Brazilian aesthetic-literary production, given its historic sense of subaltern dependency,

had until it then related to the European one. Indeed Antropofagia propelled the core

values of an ancient local society into Brazil’s modernising reality, as much as it

transformed those values in a formula with which it was possible to consciously hybridise

the arts of the centre, and thus question the homogenising character of universalist

expansion.

Antropofagia, from our viewpoint, managed to be a form of collaborative

cosmopolitanism within the global aesthetic-literary cluster that emerged in the early 20th

century for thinking, like the cannibal in the anthropophagic act, about seeing the ‘self’

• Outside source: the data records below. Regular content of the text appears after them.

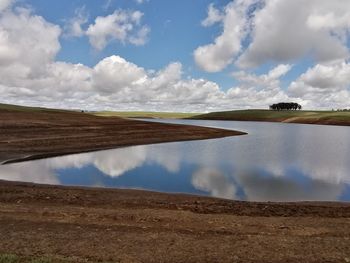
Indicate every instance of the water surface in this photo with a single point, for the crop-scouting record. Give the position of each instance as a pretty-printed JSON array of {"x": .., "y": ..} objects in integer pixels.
[{"x": 274, "y": 162}]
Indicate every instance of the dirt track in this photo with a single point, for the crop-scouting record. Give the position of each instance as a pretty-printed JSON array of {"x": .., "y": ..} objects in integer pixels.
[
  {"x": 104, "y": 225},
  {"x": 50, "y": 133}
]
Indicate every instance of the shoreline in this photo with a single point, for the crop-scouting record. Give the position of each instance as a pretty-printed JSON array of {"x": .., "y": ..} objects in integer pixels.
[
  {"x": 80, "y": 224},
  {"x": 33, "y": 135},
  {"x": 287, "y": 121}
]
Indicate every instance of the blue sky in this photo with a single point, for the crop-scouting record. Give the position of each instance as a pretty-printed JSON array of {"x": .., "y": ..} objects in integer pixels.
[
  {"x": 176, "y": 32},
  {"x": 198, "y": 55}
]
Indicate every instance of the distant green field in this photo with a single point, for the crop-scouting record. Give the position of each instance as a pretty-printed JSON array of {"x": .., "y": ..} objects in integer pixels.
[
  {"x": 281, "y": 116},
  {"x": 25, "y": 108},
  {"x": 146, "y": 114}
]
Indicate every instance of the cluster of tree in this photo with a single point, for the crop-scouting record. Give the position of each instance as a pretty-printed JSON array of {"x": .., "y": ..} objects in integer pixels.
[{"x": 285, "y": 106}]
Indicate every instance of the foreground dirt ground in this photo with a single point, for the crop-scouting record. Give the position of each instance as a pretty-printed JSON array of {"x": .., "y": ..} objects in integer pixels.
[
  {"x": 42, "y": 133},
  {"x": 104, "y": 225}
]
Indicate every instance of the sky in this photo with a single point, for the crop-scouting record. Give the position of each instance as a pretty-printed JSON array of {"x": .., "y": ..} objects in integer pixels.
[{"x": 165, "y": 55}]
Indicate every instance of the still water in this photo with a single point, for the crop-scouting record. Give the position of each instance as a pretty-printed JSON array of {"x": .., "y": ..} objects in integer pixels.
[{"x": 274, "y": 162}]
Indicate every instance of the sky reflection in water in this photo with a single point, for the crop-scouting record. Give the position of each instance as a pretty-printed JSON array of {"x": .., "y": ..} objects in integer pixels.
[{"x": 275, "y": 162}]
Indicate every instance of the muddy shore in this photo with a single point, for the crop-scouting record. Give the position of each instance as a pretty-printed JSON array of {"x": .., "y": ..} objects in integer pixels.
[
  {"x": 71, "y": 224},
  {"x": 39, "y": 134}
]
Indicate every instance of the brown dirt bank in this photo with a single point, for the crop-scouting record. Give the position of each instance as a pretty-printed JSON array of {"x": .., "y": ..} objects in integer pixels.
[
  {"x": 301, "y": 117},
  {"x": 44, "y": 133},
  {"x": 106, "y": 225}
]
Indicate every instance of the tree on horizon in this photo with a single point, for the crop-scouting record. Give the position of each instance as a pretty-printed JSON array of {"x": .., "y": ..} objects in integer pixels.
[{"x": 285, "y": 106}]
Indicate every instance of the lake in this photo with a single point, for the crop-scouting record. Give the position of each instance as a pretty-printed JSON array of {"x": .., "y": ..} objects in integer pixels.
[{"x": 274, "y": 162}]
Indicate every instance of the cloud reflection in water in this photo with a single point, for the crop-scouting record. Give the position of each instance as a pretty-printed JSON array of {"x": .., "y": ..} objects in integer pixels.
[{"x": 275, "y": 162}]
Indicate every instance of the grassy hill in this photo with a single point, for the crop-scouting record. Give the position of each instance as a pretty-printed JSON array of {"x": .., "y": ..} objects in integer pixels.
[
  {"x": 11, "y": 107},
  {"x": 308, "y": 117}
]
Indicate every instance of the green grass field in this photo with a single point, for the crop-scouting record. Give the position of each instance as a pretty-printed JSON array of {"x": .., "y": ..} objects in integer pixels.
[
  {"x": 285, "y": 116},
  {"x": 146, "y": 114},
  {"x": 26, "y": 108}
]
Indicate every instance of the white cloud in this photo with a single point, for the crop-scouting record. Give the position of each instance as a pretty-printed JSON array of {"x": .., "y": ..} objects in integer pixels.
[
  {"x": 216, "y": 56},
  {"x": 214, "y": 16},
  {"x": 289, "y": 30},
  {"x": 324, "y": 86},
  {"x": 123, "y": 26},
  {"x": 36, "y": 78},
  {"x": 214, "y": 182},
  {"x": 73, "y": 27},
  {"x": 4, "y": 4},
  {"x": 279, "y": 31}
]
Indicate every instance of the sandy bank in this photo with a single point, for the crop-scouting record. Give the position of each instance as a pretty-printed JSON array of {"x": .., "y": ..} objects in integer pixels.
[
  {"x": 39, "y": 134},
  {"x": 104, "y": 225}
]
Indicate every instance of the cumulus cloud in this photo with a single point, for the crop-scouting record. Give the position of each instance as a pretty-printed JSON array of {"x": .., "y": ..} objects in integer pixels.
[
  {"x": 114, "y": 83},
  {"x": 73, "y": 27},
  {"x": 214, "y": 16},
  {"x": 307, "y": 33},
  {"x": 278, "y": 31},
  {"x": 4, "y": 4},
  {"x": 216, "y": 56},
  {"x": 324, "y": 85},
  {"x": 123, "y": 26}
]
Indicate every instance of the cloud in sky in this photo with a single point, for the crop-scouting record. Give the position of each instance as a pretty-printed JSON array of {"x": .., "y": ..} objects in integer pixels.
[
  {"x": 123, "y": 26},
  {"x": 320, "y": 30},
  {"x": 280, "y": 31}
]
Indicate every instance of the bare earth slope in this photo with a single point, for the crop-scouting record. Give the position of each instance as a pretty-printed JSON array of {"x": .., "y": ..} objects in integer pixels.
[
  {"x": 104, "y": 225},
  {"x": 40, "y": 132}
]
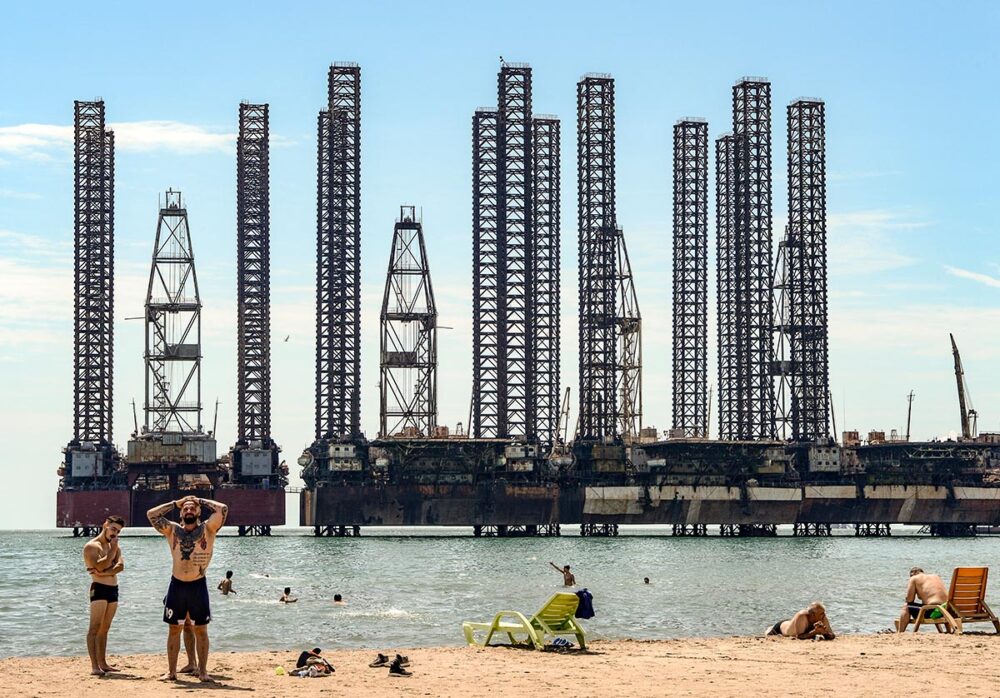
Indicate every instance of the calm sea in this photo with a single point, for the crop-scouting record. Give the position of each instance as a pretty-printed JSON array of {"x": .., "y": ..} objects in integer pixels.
[{"x": 414, "y": 587}]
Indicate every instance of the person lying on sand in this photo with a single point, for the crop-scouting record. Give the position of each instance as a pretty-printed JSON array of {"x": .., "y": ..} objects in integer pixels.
[
  {"x": 805, "y": 625},
  {"x": 928, "y": 588},
  {"x": 568, "y": 578}
]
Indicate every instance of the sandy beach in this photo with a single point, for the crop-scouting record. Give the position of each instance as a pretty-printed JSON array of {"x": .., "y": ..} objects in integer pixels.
[{"x": 859, "y": 665}]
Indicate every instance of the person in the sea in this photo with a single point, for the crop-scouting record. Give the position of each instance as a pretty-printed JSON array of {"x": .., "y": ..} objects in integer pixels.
[
  {"x": 226, "y": 585},
  {"x": 930, "y": 591},
  {"x": 192, "y": 543},
  {"x": 103, "y": 559},
  {"x": 808, "y": 623},
  {"x": 568, "y": 578}
]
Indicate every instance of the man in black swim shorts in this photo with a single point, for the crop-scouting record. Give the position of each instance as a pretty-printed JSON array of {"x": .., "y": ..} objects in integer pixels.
[
  {"x": 103, "y": 560},
  {"x": 191, "y": 545}
]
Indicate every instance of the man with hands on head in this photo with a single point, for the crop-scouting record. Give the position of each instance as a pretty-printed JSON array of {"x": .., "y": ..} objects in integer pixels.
[{"x": 191, "y": 542}]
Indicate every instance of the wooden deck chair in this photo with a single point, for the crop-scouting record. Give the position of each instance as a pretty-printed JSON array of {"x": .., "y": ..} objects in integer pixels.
[
  {"x": 555, "y": 618},
  {"x": 966, "y": 601}
]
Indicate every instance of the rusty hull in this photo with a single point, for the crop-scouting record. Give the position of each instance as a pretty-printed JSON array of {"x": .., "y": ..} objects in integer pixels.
[{"x": 430, "y": 505}]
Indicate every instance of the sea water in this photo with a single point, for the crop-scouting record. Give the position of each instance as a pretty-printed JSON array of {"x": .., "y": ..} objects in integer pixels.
[{"x": 414, "y": 587}]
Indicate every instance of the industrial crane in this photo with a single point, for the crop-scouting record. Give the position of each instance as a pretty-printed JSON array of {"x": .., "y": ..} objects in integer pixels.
[{"x": 968, "y": 415}]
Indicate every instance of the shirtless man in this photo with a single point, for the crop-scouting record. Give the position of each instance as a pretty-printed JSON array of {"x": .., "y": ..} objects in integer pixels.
[
  {"x": 805, "y": 625},
  {"x": 568, "y": 578},
  {"x": 103, "y": 560},
  {"x": 191, "y": 544},
  {"x": 928, "y": 588}
]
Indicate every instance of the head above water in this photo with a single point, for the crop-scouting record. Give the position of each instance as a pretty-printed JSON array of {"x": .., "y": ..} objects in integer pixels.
[
  {"x": 190, "y": 510},
  {"x": 113, "y": 526}
]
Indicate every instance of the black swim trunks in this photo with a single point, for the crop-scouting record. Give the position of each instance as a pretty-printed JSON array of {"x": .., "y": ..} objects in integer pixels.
[
  {"x": 186, "y": 599},
  {"x": 103, "y": 592}
]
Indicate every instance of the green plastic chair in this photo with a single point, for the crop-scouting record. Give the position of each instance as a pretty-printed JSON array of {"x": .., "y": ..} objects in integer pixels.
[{"x": 553, "y": 619}]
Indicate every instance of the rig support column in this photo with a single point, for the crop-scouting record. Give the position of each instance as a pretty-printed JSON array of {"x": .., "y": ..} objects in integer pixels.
[
  {"x": 690, "y": 287},
  {"x": 338, "y": 449},
  {"x": 752, "y": 136},
  {"x": 726, "y": 289},
  {"x": 545, "y": 192},
  {"x": 255, "y": 455},
  {"x": 807, "y": 296},
  {"x": 597, "y": 231},
  {"x": 487, "y": 280},
  {"x": 91, "y": 458}
]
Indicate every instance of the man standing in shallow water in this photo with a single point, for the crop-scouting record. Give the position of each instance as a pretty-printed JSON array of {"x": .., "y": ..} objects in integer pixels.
[
  {"x": 103, "y": 560},
  {"x": 191, "y": 545}
]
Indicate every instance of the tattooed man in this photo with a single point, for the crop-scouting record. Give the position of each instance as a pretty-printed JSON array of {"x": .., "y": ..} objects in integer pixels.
[{"x": 191, "y": 544}]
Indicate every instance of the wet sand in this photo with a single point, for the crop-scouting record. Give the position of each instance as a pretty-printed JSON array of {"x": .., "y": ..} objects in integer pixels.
[{"x": 926, "y": 664}]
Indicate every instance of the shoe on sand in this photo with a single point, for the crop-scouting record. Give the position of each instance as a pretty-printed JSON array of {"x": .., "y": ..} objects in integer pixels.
[
  {"x": 380, "y": 661},
  {"x": 396, "y": 669}
]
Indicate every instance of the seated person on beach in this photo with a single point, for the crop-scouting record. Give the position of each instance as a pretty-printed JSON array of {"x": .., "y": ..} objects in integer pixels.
[
  {"x": 806, "y": 624},
  {"x": 568, "y": 578},
  {"x": 226, "y": 585},
  {"x": 928, "y": 588}
]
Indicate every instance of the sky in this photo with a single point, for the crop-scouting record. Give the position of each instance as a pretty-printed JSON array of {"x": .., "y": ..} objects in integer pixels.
[{"x": 912, "y": 153}]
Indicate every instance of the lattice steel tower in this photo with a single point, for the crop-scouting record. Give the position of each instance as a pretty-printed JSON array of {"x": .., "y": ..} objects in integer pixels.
[
  {"x": 515, "y": 173},
  {"x": 255, "y": 454},
  {"x": 487, "y": 279},
  {"x": 546, "y": 347},
  {"x": 173, "y": 327},
  {"x": 807, "y": 293},
  {"x": 595, "y": 97},
  {"x": 91, "y": 453},
  {"x": 408, "y": 380},
  {"x": 628, "y": 320},
  {"x": 338, "y": 258},
  {"x": 752, "y": 207},
  {"x": 690, "y": 281},
  {"x": 726, "y": 289}
]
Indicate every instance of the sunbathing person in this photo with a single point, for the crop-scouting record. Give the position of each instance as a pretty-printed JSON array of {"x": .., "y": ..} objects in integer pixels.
[
  {"x": 928, "y": 588},
  {"x": 805, "y": 625}
]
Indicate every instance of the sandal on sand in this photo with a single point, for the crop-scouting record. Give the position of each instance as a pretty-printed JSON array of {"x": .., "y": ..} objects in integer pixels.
[
  {"x": 396, "y": 669},
  {"x": 380, "y": 661}
]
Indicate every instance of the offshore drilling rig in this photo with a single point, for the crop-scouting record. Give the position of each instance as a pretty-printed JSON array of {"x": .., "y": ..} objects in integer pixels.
[
  {"x": 517, "y": 469},
  {"x": 172, "y": 453}
]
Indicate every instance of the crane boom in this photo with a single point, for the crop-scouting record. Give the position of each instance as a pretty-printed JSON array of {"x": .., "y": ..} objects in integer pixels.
[{"x": 960, "y": 381}]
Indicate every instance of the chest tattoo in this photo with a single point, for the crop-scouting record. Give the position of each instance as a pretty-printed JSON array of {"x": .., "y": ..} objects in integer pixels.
[{"x": 188, "y": 540}]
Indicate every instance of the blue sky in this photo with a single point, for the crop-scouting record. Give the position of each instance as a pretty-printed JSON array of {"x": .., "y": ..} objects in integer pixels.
[{"x": 912, "y": 155}]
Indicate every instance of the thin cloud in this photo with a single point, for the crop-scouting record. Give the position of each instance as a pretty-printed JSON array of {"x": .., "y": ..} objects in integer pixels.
[
  {"x": 42, "y": 141},
  {"x": 984, "y": 279}
]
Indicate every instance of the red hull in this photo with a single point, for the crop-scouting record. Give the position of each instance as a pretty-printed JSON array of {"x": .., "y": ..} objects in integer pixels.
[{"x": 91, "y": 508}]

like the ‘other’; ‘a point of view that represents the best corner from which to see

oneself’ (Castro, 2002, p. 281).16 It joined international trends in ways that, although not

confrontational, antagonised the hegemonic traits of European modernism and the

modern emancipative project by inscribing the ideological voice of Brazil’s autochthonous

people into the colonial discourse.

We also show that the level of critical awareness of Amaral and Andrade surfaces

from the measure in which they fought the tenets of Brazil’s white-European high culture,

rejecting the latter’s colonialism-engendered categorisation of the native, Afro-Brazilian

and mixed-ethnicities’ cultural practises as ‘less advanced, primitive, or, at the very best,

exotically interesting at a safe distance’ (Frampton, 1983, p. 22). This is indeed another

perspective from which Antropofagia anticipates Frampton’s Arrière-Garde - although the

latter seems mainly preoccupied with universal civilisation from without (i.e. neo-

colonialism), whereas the former shifts the attention to universal civilisation from within

(i.e. coloniality). Cannibalism, intended as material, rather than a symbolic practice, was

a bellicose local affair.

16 ‘[U]m ponto de vista que representa o ângulo melhor de visão de si mesmo’.